Anthropic operationalizes the key threshold as a model that can compress two years of 2018–2024 AI progress into one year; Claude Opus 4.6 is estimated around 9%, GPT-5.4 Pro around 30%, and Thinking around 25%. Zev’s reaction is that this is exactly the moment where the policy should get most serious, yet the listed responses—moonshot security, “eyes on everything,” alignment assessments, stronger red-teaming, external review—still don’t meet the gravity of recursive self-improvement and rapid capability gain.

Governance Got Tweaked, but Not Strengthened Enough

There are some additions he likes: a responsible scaling officer, and explicit veto points for the board and LTBT when marginal-risk analysis is central. But he thinks even these are too conditional, because the CEO and RSO still retain broad discretion, and he wants major capability jumps to require explicit approval across leadership by default, not only in special cases.

The Roadmap Has Dates, but the Core Strategy Still Feels Like “Wing It”
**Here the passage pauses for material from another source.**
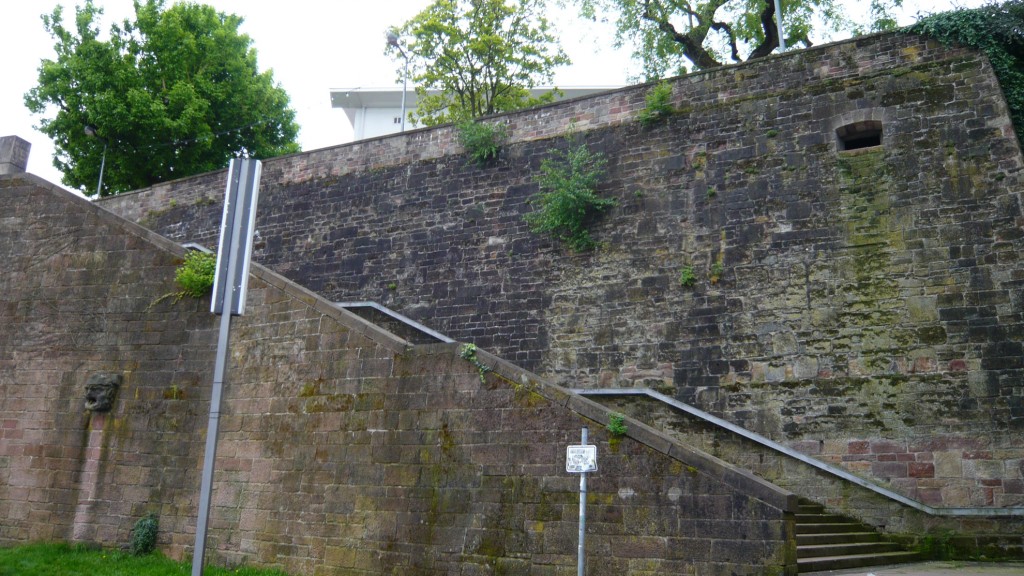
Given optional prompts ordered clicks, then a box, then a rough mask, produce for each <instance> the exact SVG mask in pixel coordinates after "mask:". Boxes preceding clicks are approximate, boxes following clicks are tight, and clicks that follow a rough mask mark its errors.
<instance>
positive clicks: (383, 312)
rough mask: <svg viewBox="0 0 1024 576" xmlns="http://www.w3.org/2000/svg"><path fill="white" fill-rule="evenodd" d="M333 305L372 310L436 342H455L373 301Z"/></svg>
mask: <svg viewBox="0 0 1024 576" xmlns="http://www.w3.org/2000/svg"><path fill="white" fill-rule="evenodd" d="M334 305H336V306H338V307H341V308H356V307H369V308H374V310H375V311H377V312H379V313H381V314H383V315H384V316H387V317H388V318H391V319H392V320H396V321H398V322H400V323H402V324H404V325H406V326H409V327H410V328H413V329H415V330H419V331H420V332H423V333H424V334H427V335H429V336H432V337H434V338H437V339H438V340H440V341H442V342H445V343H452V342H454V341H455V340H453V339H452V338H449V337H447V336H445V335H444V334H441V333H440V332H438V331H436V330H431V329H430V328H427V327H426V326H424V325H422V324H420V323H419V322H417V321H415V320H413V319H412V318H409V317H406V316H402V315H400V314H398V313H396V312H394V311H393V310H391V308H388V307H386V306H384V305H381V304H379V303H377V302H374V301H370V300H366V301H358V302H335V303H334Z"/></svg>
The roadmap itself includes concrete milestones: a policymaker roadmap by July 1, 2026; constitution-upkeep work by October 1, 2026; world-class internal red-teaming, automated attack investigations, and movement toward “eyes on everything” by January 1, 2027. Since Anthropic says automated R&D could arrive as early as early 2027, Zev sees the timelines as an implicit admission that the crunch could come fast—and that the company is racing to build the plane while flying it.

The First Risk Report Is Good, Useful, and Still Not Reassuring Enough

In the back half, he goes through the 104-page risk report and gives Anthropic real credit: it’s candid, detailed, and much better than what most labs publish. He basically buys the conclusion that Claude Opus 4.6 is currently a very low but non-zero sabotage risk, yet keeps hammering one point: the report often attributes safety to benign intent when the stronger explanation is simply that the model still lacks the capability to pull off the scary thing.

Final Verdict: Better Than the Other Guys, Still Not Ready for the Real Problem

Zev ends in a conflicted place: Anthropic is still more curious and more serious than peer labs, and the reports create useful visibility. But he thinks RSP v3 lacks security mindset, has fewer hard commitments than previous versions, and shows too much optimism about alignment being manageable—his closing mood is basically, yes, Anthropic may still be the best house on the block, but you’re still being asked to trust the house not to catch fire.